Mais nombre de Pakistanais les considèrent avec méfiance, les soupçonnant d'activités terroristes ou criminelles et appellent à les renvoyer dans leur pays.
La Constitution pakistanaise prévoit que toute personne née sur le sol du pays après 1951 puisse obtenir la nationalité. Mais le ressentiment à l'encontre des réfugiés afghans est si fort qu'aucun responsable politique n'a osé à ce jour mettre en oeuvre une telle mesure. La promesse faite par M. Khan en septembre dernier en ce sens est une première.
Les intéressés l'ont accueillie avec allégresse et gratitude. "Que Dieu bénisse Imran Khan", lance Shahzad Alam.
Pour d'autres, elle est au contraire scandaleuse. Certains éditorialistes ont accusé M. Khan d'avoir ouvert "une boîte de Pandore". Les chefs des principaux partis d'opposition se sont déclarés vent debout contre son idée.
Tandis que l'acrimonieux débat se poursuit dans la presse et sur les réseaux sociaux, l'avenir du commerçant afghan reste en suspens.
Rien ne le distingue à première vue d'un Pakistanais du cru: né à Peshawar (Nord-Ouest) de parents afghans, Shahzad Alam y a vécu toute sa vie, parle le pachtou avec l'accent local et s'habille exactement comme les Pakistanais.
Ses efforts pour conquérir le cœur de jeunes femmes se heurtent systématiquement au problème de sa nationalité, se plaint-il. "La relation s'arrête net lorsque nous nous présentons comme Afghans."
Crise humanitaire
Selon des estimations de l'ONU, près des trois quarts des 1,4 millions de réfugiés afghans officiellement répertoriés au Pakistan sont nés sur son sol.
Beaucoup vivent dans des camps de déplacés, tandis que d'autres ont refait leur vie en ville.
Des milliers d'entre eux s'affairent quotidiennement dans les bazars de Peshawar, gérant de petites échoppes regorgeant de fruits, légumes ou objets divers importés de Chine.
"Je me sens comme si j'étais dans mon propre village, dans mon propre pays", relève l'un d'entre eux, Ashiqullah Jan, âgé de 43 ans.

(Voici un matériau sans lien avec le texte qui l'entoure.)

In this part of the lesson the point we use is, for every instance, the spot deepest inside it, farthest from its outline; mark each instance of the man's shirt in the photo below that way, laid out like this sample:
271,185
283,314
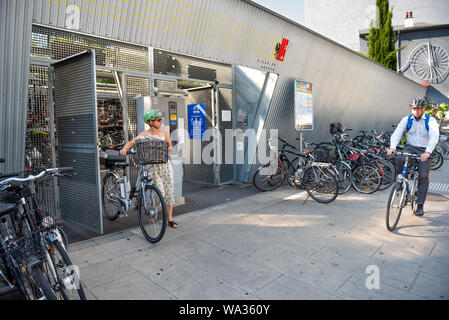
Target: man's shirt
418,135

Mais leur statut reste précaire. Les réfugiés se voient régulièrement intimer de quitter le pays passée une certaine date-limite, généralement décalée ensuite par les autorités en raison de la mauvaise situation sécuritaire en Afghanistan.
Nombre d'analystes tablent sur une nouvelle dégradation en 2019 en dépit d'efforts diplomatiques pour relancer les négociations de paix.
En 2016, une vague d'expulsions forcées de déplacés afghans avait donné lieu à des craintes de crise humanitaire.
L'approche d'Imran Khan est résolument différente: "Si vous êtes né en Amérique, vous avez droit à un passeport américain (...) Alors pourquoi pas ici ? Comme c'est cruel pour eux!", s'était-il indigné peu après son arrivée au pouvoir l'été dernier.
Ses adversaires avancent l'argument sécuritaire. Le Pakistan livre depuis des années une lutte sanglante contre les insurgés extrémistes sur son sol, et beaucoup sont originaires d'Afghanistan ou se cachent dans les camps de réfugiés afghans, selon l'armée.
Suite au tollé provoqué par ses propos, M. Khan ne s'est pas rétracté mais il s'est abstenu à ce jour de présenter le projet devant le Parlement.
Pour l'analyste Rahimullah Yusufzai, une mise en œuvre, si elle était confirmée, prendrait quoiqu'il en soit beaucoup de temps.
"Cela ne sera pas facile de leur accorder la nationalité, ou de trouver un consensus sur cette question au Parlement et dans le pays", juge-t-il.
Talibans et bombes
Le Haut Commissariat aux Réfugiés de l'ONU (HCR) s'est pour sa part félicité de l'annonce.
"Il y a tant de jeunes réfugiés afghans nés ici qui ne connaissent que le Pakistan", déclare à l'AFP sa représentante dans le pays, Ruvendrini Menikdiwela.
Mais la plupart des Pakistanais interrogés par l'AFP à Peshawar s'y disent férocement opposés.
Le gouvernement devrait les renvoyer "dès que possible", estime Rehman Gul, 42 ans.
Le réfugié Khayesta Khan fait de son côté valoir qu'il "ne reste rien" en Afghanistan "à part les talibans, Daech (l'Etat islamique) et les bombes".
"Je suis né ici (...). Le Pakistan est mon pays et je ne veux pas le quitter", déclare-t-il à l'AFP.